Not so now that I made my second visit. I availed myself of all the splendour to
which I owed my title of "Magnificent," and rode into the courtyard of the Chateau
de Lavedan preceded by twenty well-mounted knaves wearing the gorgeous
Saint-Pol liveries of scarlet and gold, with the Bardelys escutcheon broidered on
the breasts of their doublets - on a field or a bar azure surcharged by three lilies
of the field. They were armed with swords and musketoons, and had more the air
of a royal bodyguard than of a company of attendant servants.

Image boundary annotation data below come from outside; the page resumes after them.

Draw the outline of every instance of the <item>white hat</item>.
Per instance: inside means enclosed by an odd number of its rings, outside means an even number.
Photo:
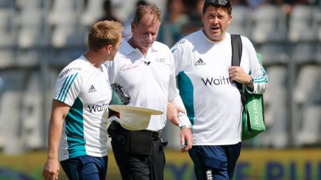
[[[163,112],[140,107],[111,105],[109,108],[119,112],[120,124],[130,130],[144,130],[147,128],[151,115],[160,115]]]

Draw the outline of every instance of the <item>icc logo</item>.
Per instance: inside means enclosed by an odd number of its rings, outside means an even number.
[[[156,62],[158,63],[165,63],[165,58],[156,58]]]

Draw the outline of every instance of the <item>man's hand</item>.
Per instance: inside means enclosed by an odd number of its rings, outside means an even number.
[[[228,68],[230,77],[233,81],[239,83],[248,84],[251,82],[251,76],[244,72],[239,66],[230,66]]]
[[[185,142],[187,144],[185,144]],[[193,145],[193,135],[192,130],[191,128],[185,128],[181,129],[181,145],[184,146],[181,149],[181,151],[186,152],[191,149],[192,149]]]
[[[172,103],[167,103],[167,117],[172,123],[179,126],[178,114],[179,112],[186,114],[184,107],[177,106]]]
[[[45,180],[58,179],[59,168],[58,160],[47,160],[43,170],[43,179]]]

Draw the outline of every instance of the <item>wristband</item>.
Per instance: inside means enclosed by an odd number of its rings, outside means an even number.
[[[181,126],[181,127],[179,127],[181,129],[184,129],[184,128],[192,128],[192,126],[191,125],[184,125],[184,126]]]
[[[246,83],[245,84],[249,85],[249,84],[253,84],[253,77],[252,76],[251,76],[250,82],[249,83]]]

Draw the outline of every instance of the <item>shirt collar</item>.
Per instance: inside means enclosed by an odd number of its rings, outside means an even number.
[[[129,40],[129,39],[130,38],[123,38],[123,42],[121,43],[121,45],[123,46],[123,50],[126,55],[128,55],[129,54],[134,52],[136,50],[128,43],[128,41]],[[158,47],[156,45],[156,43],[154,42],[151,47],[149,47],[149,49],[148,50],[148,51],[149,52],[150,50],[151,50],[152,52],[157,52],[160,50],[159,49],[159,46]]]

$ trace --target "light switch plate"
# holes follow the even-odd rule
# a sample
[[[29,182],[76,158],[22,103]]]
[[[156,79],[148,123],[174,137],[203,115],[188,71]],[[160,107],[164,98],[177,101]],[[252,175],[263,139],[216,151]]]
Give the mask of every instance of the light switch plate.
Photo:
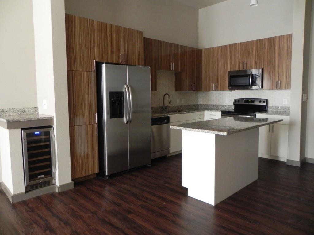
[[[47,100],[43,100],[42,107],[44,109],[47,109]]]
[[[307,95],[306,94],[304,94],[302,96],[302,101],[306,101],[307,100]]]

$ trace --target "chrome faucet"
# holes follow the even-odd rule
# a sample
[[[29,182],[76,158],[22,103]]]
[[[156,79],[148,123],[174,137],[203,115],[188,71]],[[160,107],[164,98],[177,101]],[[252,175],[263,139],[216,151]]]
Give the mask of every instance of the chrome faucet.
[[[165,97],[166,96],[166,95],[167,95],[168,96],[168,101],[169,102],[169,104],[171,103],[171,100],[170,99],[170,97],[169,96],[169,94],[168,94],[168,93],[165,93],[165,95],[164,95],[164,97],[162,99],[163,100],[162,108],[163,108],[163,111],[164,112],[165,112],[165,109],[166,108],[167,108],[168,107],[168,105],[167,105],[165,107]]]

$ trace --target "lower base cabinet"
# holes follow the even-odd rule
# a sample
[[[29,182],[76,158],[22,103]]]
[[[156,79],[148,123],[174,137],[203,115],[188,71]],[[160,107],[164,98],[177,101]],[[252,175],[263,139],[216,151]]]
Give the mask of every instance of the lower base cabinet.
[[[259,115],[257,118],[283,119],[275,124],[259,128],[259,156],[285,161],[288,157],[289,117]]]
[[[70,127],[70,142],[72,179],[98,173],[97,124]]]

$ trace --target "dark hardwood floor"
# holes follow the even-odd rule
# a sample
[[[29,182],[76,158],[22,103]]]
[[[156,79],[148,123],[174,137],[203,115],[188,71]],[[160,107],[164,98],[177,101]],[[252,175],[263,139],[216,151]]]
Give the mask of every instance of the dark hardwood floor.
[[[259,179],[215,206],[187,195],[181,158],[12,205],[0,234],[313,234],[314,164],[259,159]]]

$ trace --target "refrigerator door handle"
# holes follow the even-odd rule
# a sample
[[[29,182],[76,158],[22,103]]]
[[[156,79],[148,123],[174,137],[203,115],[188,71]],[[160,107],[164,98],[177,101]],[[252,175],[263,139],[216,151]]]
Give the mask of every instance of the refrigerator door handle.
[[[132,89],[131,87],[128,85],[127,86],[129,88],[129,92],[130,93],[130,118],[129,120],[129,123],[131,123],[132,121],[132,118],[133,114],[133,97],[132,95]]]
[[[124,123],[126,124],[127,124],[129,123],[129,120],[130,119],[130,91],[129,90],[129,86],[127,85],[124,85],[124,89],[125,89],[125,91],[127,92],[127,111],[126,116],[125,118],[124,118]]]

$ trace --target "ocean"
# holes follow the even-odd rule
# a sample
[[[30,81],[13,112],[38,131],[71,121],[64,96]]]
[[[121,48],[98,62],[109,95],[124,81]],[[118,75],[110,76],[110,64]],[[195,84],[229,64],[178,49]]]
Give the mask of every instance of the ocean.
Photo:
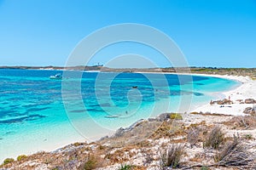
[[[57,73],[62,80],[49,79]],[[189,110],[239,85],[201,76],[2,69],[0,162]]]

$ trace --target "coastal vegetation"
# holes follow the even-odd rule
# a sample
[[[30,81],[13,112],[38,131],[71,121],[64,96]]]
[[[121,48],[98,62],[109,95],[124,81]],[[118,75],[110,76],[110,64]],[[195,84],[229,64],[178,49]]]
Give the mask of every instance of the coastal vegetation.
[[[1,167],[114,170],[255,167],[253,116],[243,116],[251,120],[247,128],[234,128],[241,123],[241,116],[178,113],[183,119],[172,119],[172,114],[138,122],[96,142],[74,143],[55,151],[20,156],[17,161],[9,159]]]

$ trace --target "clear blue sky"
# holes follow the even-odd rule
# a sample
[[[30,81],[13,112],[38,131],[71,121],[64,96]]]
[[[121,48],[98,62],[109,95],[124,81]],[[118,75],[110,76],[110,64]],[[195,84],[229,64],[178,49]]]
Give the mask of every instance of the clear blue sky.
[[[256,67],[255,0],[0,0],[0,65],[64,65],[85,36],[127,22],[166,33],[190,65]]]

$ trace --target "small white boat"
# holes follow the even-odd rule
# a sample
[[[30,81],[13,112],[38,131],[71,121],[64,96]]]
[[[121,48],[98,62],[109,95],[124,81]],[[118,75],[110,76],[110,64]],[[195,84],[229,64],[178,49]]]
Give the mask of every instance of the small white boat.
[[[49,79],[62,79],[62,76],[59,73],[56,74],[55,76],[50,76]]]

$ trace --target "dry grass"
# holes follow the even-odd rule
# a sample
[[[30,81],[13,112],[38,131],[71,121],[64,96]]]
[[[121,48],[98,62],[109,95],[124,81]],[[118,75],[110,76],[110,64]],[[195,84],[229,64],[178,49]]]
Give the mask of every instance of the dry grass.
[[[167,149],[165,149],[160,155],[161,167],[170,167],[177,168],[180,167],[180,160],[185,154],[184,145],[172,144]]]
[[[218,165],[225,167],[240,167],[249,168],[253,160],[251,154],[240,142],[238,136],[234,135],[232,142],[226,143],[221,152],[215,156]]]
[[[252,116],[234,116],[223,123],[230,127],[231,129],[253,129],[256,128],[256,117]]]
[[[207,148],[218,149],[224,141],[224,133],[220,127],[213,128],[203,142],[203,146]]]
[[[187,141],[190,144],[190,147],[193,148],[194,145],[198,142],[200,135],[200,129],[198,127],[191,127],[187,134]]]

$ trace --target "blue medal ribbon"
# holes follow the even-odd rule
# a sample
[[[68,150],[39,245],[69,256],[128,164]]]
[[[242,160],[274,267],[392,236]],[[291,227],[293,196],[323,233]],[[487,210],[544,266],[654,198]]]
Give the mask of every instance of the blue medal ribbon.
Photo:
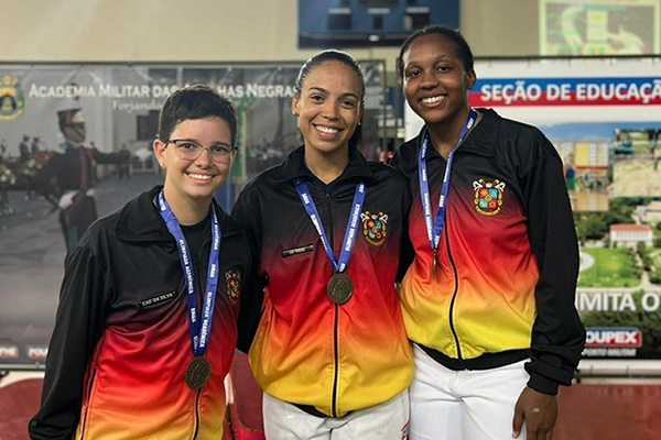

Our coming was in a way well timed. I doubt if we could have stayed the
execution of Saint-Eustache's warrant even had we arrived earlier. But for effect -
to produce a striking coup de theatre - we could not have come more
opportunely.
A coach stood in the quadrangle, at the foot of the chateau steps: down these the
Vicomte was descending, with the Vicomtesse - grim and blasphemant as ever,
on one side, and his daughter, white of face and with tightly compressed lips, on
the other. Between these two women - his wife and his child - as different in body
as they were different in soul, came Lavedan with a firm step, a good colour, and
a look of well-bred, lofty indifference to his fate.
He disposed himself to enter the carriage which was to bear him to prison with
much the same air he would have assumed had his destination been a royal
levee.
Around the coach were grouped a score of men of Saint-Eustache's company -
half soldiers, half ploughboys - ill-garbed and indifferently accoutred in dull
breastplates and steel caps, many of which were rusted. By the carriage door
stood the long, lank figure of the Chevalier himself, dressed with his wonted care,
and perfumed, curled, and beribboned beyond belief. His weak, boyish face
sought by scowls and by the adoption of a grim smile to assume an air of martial
ferocity.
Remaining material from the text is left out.